`sum_(n=1)^oo 1/n^n` Use the Root Test to determine the convergence or divergence of the series.

Expert Answers
marizi eNotes educator| Certified Educator

Recall the Root test determines the limit as:

`lim_(n-gtoo) root(n)(|a_n|)= L`


`lim_(n-gtoo) |a_n|^(1/n)= L`

 Then, we follow the conditions:

a) `Llt1 ` then the series is absolutely convergent.

b) `Lgt1` then the series is divergent.

c) `L=1` or does not exist  then the test is inconclusive. The series may be divergent, conditionally convergent, or absolutely convergent.

We may apply the Root Test to determine the convergence or divergence of the series `sum_(n=1)^oo 1/n^n` .

For the given series `sum_(n=1)^oo 1/n^n` , we have `a_n =1/n^n` .

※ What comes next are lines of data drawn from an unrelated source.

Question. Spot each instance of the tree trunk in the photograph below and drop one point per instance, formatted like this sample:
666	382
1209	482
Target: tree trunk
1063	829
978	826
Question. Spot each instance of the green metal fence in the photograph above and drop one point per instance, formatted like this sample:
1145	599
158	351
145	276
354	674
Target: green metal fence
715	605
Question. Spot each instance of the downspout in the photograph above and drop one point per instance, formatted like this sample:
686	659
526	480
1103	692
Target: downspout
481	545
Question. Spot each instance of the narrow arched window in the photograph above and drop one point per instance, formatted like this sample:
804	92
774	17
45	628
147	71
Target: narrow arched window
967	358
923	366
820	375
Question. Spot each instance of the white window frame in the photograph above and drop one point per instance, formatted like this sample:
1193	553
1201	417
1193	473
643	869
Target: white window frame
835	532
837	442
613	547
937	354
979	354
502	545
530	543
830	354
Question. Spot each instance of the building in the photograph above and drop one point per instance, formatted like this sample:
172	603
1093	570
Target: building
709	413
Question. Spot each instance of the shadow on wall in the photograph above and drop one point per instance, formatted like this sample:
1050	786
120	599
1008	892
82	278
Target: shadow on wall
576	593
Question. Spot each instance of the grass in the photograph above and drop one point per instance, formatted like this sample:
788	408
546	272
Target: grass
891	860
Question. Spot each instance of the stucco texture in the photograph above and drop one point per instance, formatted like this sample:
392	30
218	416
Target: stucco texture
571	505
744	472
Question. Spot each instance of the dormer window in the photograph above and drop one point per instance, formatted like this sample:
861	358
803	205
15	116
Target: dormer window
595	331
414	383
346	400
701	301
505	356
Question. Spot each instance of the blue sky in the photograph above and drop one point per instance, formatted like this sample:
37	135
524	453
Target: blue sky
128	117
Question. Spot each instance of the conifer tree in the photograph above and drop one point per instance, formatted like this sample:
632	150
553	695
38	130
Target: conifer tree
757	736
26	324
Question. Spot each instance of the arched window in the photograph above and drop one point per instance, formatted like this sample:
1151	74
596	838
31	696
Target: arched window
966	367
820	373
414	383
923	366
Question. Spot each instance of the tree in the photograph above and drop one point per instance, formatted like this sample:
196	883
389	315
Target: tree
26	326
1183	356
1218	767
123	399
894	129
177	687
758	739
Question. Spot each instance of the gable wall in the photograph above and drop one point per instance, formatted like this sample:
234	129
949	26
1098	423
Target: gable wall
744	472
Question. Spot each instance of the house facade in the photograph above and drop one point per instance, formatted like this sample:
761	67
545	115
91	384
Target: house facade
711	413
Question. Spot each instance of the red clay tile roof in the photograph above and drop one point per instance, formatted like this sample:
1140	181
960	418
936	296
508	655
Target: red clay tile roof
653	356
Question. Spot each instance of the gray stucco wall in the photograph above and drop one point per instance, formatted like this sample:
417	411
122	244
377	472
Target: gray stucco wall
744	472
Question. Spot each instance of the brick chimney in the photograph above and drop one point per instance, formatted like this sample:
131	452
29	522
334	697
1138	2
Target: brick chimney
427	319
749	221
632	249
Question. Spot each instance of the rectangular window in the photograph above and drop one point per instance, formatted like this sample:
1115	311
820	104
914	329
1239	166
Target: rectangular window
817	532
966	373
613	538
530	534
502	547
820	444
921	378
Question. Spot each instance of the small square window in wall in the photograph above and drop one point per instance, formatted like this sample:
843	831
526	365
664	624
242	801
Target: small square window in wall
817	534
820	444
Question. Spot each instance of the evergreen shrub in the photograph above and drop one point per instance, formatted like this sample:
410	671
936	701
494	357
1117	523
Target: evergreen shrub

Applying the Root test, we set-up the limit as: 

`lim_(n-gtoo) |1/n^n|^(1/n) =lim_(n-gtoo) (1/n^n)^(1/n)`

 Apply the Law of Exponents:  `(x/y)^n =(x^n/y^n)` .

`lim_(n-gtoo) (1/n^n)^(1/n)=lim_(n-gtoo) 1^(1/n)/n^(n*(1/n))`

                       ` =lim_(n-gtoo) 1^(1/n)/n^(n/n)`

                       ` =lim_(n-gtoo) 1^(1/n)/n^1`

                       ` =lim_(n-gtoo) 1^(1/n)/n`

Evaluate the limit.

`lim_(n-gtoo) 1^(1/n)/n = (lim_(n-gtoo) 1^(1/n))/ (lim_(n-gtoo)n )`

                ` = 1^(1/oo)/oo`

                ` = 1^0/oo`

                ` = 1/oo`

                ` =0`

The limit value `L =0` satisfies the condition: `Llt1` .

Therefore, the series `sum_(n=1)^oo 1/n^n`   is absolutely convergent.